Entre un matérialisme rigoureux et un invincible idéalisme
D’où l’intérêt méritant du profond travail de Fabien Tarby, à la fois par ses cinq entretiens réunis ici qui, invitant Alain Badiou à s’exprimer clairement sur l’ensemble de sa pensée, font le bilan de ses grandes œuvres et parlent de son livre projet ; également par la courte mais suggestive introduction à cette philosophie singulière. D’ailleurs, il n’est plus nécessaire je crois de démontrer ici combien Alain Badiou est un philosophe singulier ; combien son travail mérite une attention renouvelée, et combien un guide, de bonne volonté, est parfois bien utile, pour ne pas dire salvateur, si l’on désire enfin pénétrer l’une des dernières pensées contemporaines qui méritent le détour.
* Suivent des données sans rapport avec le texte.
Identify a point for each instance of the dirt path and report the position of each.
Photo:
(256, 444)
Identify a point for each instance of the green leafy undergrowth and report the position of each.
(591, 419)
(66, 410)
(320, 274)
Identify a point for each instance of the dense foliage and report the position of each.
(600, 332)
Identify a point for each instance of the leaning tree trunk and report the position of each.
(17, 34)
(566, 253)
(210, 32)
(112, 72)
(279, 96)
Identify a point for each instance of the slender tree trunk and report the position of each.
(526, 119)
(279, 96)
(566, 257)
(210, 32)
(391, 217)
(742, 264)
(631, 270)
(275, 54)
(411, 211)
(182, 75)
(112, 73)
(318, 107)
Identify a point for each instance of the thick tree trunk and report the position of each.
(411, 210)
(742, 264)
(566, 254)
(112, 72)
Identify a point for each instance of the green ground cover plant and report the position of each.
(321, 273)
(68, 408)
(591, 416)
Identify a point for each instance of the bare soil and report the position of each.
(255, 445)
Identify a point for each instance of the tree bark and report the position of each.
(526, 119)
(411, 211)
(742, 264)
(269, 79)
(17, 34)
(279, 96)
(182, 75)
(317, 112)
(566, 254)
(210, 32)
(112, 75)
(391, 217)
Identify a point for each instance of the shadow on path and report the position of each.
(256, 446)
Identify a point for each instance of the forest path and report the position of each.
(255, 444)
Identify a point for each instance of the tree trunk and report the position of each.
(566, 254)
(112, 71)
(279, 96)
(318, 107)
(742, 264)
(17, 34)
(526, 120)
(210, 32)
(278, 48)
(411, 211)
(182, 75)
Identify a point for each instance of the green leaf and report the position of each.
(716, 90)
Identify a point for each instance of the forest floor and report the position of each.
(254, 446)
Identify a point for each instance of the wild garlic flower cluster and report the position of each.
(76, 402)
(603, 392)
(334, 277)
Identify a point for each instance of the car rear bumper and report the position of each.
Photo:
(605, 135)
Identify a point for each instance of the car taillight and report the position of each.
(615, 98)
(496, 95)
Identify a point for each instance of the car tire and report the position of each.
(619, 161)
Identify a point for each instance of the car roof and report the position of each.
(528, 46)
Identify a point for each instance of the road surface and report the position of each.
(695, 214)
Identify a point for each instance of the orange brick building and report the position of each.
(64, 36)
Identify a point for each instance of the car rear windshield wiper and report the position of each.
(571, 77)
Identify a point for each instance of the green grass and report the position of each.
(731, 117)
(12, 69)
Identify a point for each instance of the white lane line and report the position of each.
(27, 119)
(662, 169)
J’ai montré dans ces quelques lignes, que cette philosophie pouvait déconcerter. Néanmoins, son travail autour de « l’infini et de la multiplicité », son retour à l’être, son idée de la subjectivation du vrai, son travail de recomposition d’un matérialisme historique de Marx qu’on pensait à jamais enterré, bref autant de pistes autant d’étonnements en perspective ; d’ailleurs, je n’ai pas dit que je partageais toutes les thèses de cette nouvelle philosophie, mais il me faut toutefois admettre qu’il y a ici cette idée inédite et intéressante qui parcourt les entretiens d’un bout à l’autre, qu’une pensée se structurant autour de la force et de la joie, peut se vouloir « une synthèse nouvelle entre la lucidité rigoureuse du matérialisme et l’invincible espérance de l’idéalisme »[8]. De quoi redonner un coup de neuf à l’espérance en ce nouveau siècle, après une belle décennie de dépressionnisme, désertée de toute pensée forte, capable de s’imposer dans un paysage intellectuel morose. Voilà qui est fait !
Alain Badiou
Paru dans les Carnets de la philosophie, n°17, juil-août-sept. 2011.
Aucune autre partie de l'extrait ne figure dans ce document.